Granger causality analysis

Significant causality relations between each of the ten components (p<0.05; corrected for FDR) have been observed (Figure 1). These components are grouped into five networks that take part in the process of visual memory encoding: auditory, visual, default mode, attention, and cerebellar. Based on these networks a model of memory encoding is created, and the relative contributions of each of the specific networks are depicted in Figure 2. Below, we provide a description of each of the components with their potential implication for the scene-encoding memory network (Figure 1), the results of the causality analyses, and the construction of a visual memory model based on those results.

Figure 1.

Figure 1

A) Relations and directionality of the information flow between task-related ICs. Details regarding each component are provided in Table 1. Each component was attributed to a particular network (See discussion section for a precise analysis). Each arrow is indicating a significant (p<0.05, FDR corrected) causal relation between two components. Component representations are in neurological convention (left hemisphere is on the left side of the image). B) Respective timecourse of components depicted in A)

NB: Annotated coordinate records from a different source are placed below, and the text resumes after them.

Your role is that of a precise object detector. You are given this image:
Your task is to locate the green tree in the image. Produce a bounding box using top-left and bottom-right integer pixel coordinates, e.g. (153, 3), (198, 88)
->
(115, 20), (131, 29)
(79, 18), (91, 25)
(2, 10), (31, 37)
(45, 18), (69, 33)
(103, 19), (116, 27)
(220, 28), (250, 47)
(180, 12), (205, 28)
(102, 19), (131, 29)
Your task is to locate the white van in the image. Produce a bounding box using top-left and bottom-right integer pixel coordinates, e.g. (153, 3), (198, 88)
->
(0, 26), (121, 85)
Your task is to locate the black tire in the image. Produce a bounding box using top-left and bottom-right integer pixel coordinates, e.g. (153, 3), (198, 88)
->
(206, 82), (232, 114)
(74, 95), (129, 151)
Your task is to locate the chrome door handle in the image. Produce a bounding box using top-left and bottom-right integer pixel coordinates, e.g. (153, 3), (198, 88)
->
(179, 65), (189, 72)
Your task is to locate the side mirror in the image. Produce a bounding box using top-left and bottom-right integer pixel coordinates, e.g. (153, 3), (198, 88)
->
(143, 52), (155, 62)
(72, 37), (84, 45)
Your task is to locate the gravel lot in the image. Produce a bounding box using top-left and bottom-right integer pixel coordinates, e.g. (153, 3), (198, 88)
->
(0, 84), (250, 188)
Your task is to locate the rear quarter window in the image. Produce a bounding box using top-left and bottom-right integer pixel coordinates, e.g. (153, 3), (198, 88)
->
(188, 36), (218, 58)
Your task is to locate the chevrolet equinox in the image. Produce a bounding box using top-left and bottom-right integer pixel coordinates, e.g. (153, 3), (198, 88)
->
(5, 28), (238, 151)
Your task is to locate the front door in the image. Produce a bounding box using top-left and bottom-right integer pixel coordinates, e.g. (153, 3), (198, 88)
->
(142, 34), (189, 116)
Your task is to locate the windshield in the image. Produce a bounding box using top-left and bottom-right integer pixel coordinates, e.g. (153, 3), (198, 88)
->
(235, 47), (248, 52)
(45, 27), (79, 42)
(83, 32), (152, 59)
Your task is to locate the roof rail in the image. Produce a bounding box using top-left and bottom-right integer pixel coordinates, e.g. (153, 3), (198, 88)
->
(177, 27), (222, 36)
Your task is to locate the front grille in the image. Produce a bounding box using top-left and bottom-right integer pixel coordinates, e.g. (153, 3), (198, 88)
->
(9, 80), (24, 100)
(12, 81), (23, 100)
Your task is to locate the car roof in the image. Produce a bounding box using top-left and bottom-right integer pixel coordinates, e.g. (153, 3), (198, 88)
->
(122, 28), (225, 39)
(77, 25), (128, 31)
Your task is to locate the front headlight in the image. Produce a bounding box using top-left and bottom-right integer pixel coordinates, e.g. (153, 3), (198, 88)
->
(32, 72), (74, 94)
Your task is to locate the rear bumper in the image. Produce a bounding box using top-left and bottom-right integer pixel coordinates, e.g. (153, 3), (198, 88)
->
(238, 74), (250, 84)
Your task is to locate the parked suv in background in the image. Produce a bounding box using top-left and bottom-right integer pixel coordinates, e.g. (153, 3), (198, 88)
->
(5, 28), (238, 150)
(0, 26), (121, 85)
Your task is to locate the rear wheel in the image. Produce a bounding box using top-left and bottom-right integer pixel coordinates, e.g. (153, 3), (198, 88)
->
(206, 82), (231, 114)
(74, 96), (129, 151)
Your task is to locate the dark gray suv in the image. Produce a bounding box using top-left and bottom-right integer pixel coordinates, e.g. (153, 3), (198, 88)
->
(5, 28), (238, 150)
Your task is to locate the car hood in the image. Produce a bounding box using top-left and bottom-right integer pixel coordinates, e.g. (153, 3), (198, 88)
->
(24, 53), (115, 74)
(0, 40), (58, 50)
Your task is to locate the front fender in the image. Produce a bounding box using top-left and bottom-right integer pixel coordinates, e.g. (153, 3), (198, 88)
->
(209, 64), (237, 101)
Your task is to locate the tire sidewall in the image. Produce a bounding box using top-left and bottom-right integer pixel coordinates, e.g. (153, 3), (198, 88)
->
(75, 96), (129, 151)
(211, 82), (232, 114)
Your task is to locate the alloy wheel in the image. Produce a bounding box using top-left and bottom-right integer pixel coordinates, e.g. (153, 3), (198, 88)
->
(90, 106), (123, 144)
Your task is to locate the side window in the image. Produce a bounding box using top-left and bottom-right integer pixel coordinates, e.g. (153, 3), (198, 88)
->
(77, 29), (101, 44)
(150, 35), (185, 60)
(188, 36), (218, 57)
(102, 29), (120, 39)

Figure 2. Proposed model for visual memory encoding based on results obtained in Figure 1 .

Figure 2

A precise description of the model is provided in the Discussion section.

It should be kept in mind that GCA only provides information about causality between two events. Inferences made below about the temporal relationship between multiple events based on GCA results add to the current state of knowledge about cognitive functions related to the task performed by subjects. But, no algorithm that shows the statistical significance of such inferences is provided (see Discussion section).

Independent components of the default mode network

Two ICs (IC 02 and IC 05) were identified that are typically shown to be activated when subjects are at rest and relaxed (Figure 1) [54]. But, in this study, these components are task-positive i.e., the activation in these areas occurred while the patients were performing the task at hand. Although seemingly counterintuitive, the default mode network that is activated here has been described to be involved in maintaining vigilance and it may be responsible for preparation for the new stimulus that is expected to come [55] and/or is involved in the modulation of the level of attention [56].

IC 02 is the superior frontal and anterior cingulate component of the default mode network that was previously found to participate in stimulus-oriented attention [57]. Further, this area has been linked to working memory and episodic memory encoding [58]. The IC 05 is the posterior/retrosplenial component of the default mode network that has been suggested to be an important node for information integration [59]. It was also previously shown to be involved in arousal and awareness [60], [61], controlling balance between internal and external attention [62], and in detection of environmental changes [55], [63], [64]. It was recently suggested that the posterior cingulate cortex also participates in a system that regulates the attentional focus [56].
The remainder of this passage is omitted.